University of Utah S.J. Quinney College of Law Professor Arnold Reitze explores methane and emissions from oil and gas operations in new research —a topic of particular importance in Utah, which struggles with an air pollution problem during winter inversion months.
Reitze’s article, “The Control of Methane and VOC Emissions From Oil and Gas Operations in the Western United States,” will be published in the Idaho Law Review in coming weeks.
Reitze joined the S.J. Quinney College of Law in 2008. He is also the J.B. and Maurice C. Shapiro Professor Emeritus of Law of the George Washington University School of Law and was the director of their LL.M. program in environmental law from 1970–2008. At the S.J. Quinney College of Law, Reitze teaches environmental law and seminars in climate change and current issues in environmental law. He is a member of the University of Utah’s Institute for Clean and Secure Energy and of the Utah Air Quality Board.
He spoke to the College of Law about his new research in a Q&A.
Q: Describe your latest research. What made you want to explore this particular area?
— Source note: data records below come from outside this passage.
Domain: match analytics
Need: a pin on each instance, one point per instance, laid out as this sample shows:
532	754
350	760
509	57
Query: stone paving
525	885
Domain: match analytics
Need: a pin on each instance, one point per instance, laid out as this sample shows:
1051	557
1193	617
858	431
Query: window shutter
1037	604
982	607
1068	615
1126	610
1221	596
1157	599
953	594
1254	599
A: My latest article is “The Control of Methane and VOC Emissions From Oil and Gas Operations in the Western United States.” It deals with two important air pollutants—methane and volatile organic compounds (VOCs). VOCs are chemically reactive hydrocarbons that have been the target of air pollution control programs for more than half a century. They are regulated because of their role in creating photochemical oxidants, which is commonly known as smog. Methane is a nonreactive hydrocarbon that until recently has largely escaped regulation although it is a potent greenhouse gas that is contributing to climate change. Both pollutants have become the subject of more focused concern in the western states because they are emitted in large quantities from the regions greatly expanded oil and gas production. Northeastern Utah in particular faces designation by the EPA as a nonattainment area for ozone because of VOC emissions. I wanted to explore this subject because it is an important part of Utah’s air pollution problem.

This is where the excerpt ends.